Background: It has been shown in numerous recent studies that long non-coding RNAs (lncRNAs) play a vital role in the regulation of various biological processes, as well as serve as a basis for understanding the causes of human illnesses. Thus, many researchers have developed matrix completion approaches to infer lncRNA–disease connections and enhance prediction performance by using similarity information.
Objective: Most matrix completion approaches are solely based on the first-order or second-order similarity between nodes, and higher-order similarity is rarely considered. In view of this, we developed a computational method to incorporate higher-order similarity information into the similarity network with different weights using a decay function designed by a random walk with restart (DHOSGR).

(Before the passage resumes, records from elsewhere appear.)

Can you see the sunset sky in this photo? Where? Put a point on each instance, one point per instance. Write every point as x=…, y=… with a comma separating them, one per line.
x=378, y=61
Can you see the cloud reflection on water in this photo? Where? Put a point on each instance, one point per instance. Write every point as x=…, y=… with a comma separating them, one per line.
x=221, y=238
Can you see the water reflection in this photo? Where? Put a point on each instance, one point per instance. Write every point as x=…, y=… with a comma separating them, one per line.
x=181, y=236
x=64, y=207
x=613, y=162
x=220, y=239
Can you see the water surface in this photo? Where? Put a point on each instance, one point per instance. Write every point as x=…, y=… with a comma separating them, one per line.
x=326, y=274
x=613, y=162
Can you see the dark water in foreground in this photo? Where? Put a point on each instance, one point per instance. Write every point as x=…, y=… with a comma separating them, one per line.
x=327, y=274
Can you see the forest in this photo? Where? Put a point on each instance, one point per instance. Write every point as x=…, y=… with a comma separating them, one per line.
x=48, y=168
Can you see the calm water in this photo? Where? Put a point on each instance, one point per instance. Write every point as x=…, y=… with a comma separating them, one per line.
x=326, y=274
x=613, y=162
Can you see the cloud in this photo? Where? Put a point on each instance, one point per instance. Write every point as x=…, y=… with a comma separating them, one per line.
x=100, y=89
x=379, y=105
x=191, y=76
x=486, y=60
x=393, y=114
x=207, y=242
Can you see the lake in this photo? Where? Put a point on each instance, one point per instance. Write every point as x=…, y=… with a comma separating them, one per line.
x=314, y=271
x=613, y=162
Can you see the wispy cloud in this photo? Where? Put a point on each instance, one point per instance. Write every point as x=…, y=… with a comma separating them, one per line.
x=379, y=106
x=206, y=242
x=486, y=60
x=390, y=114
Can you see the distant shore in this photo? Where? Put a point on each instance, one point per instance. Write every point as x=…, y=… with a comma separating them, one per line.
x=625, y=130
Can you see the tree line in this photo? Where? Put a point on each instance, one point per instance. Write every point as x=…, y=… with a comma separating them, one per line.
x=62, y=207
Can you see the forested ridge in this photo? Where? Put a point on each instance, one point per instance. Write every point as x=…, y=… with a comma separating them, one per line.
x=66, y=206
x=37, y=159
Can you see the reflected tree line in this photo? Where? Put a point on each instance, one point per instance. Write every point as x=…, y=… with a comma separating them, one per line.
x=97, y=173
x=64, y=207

Methods: First, considering that the information will decay as the distance increases during network propagation, we defined a novel decay high-order similarity by combining the similarity matrix and its high-order similarity information through a decay function to construct a similarity network. Then, we applied the similarity network to the objective function as a graph regularization term. Finally, a proximal splitting algorithm was used to perform matrix completion to infer relationships between diseases and lncRNAs.
Results: In the experiment, DHOSGR achieves a superior performance in leave-one-out cross validation (LOOCV) and 100 times 5-fold cross validation (5-fold-CV), with AUC values of 0.9459 and 0.9334 ± 0.0016, respectively, which are better than other five previous models. Moreover, case studies of three diseases (leukemia, lymphoma, and squamous cell carcinoma) demonstrated that DHOSGR can reliably predict associated lncRNAs.
Conclusion: DHOSGR can serve as a high efficiency calculation model for predicting lncRNAdisease associations.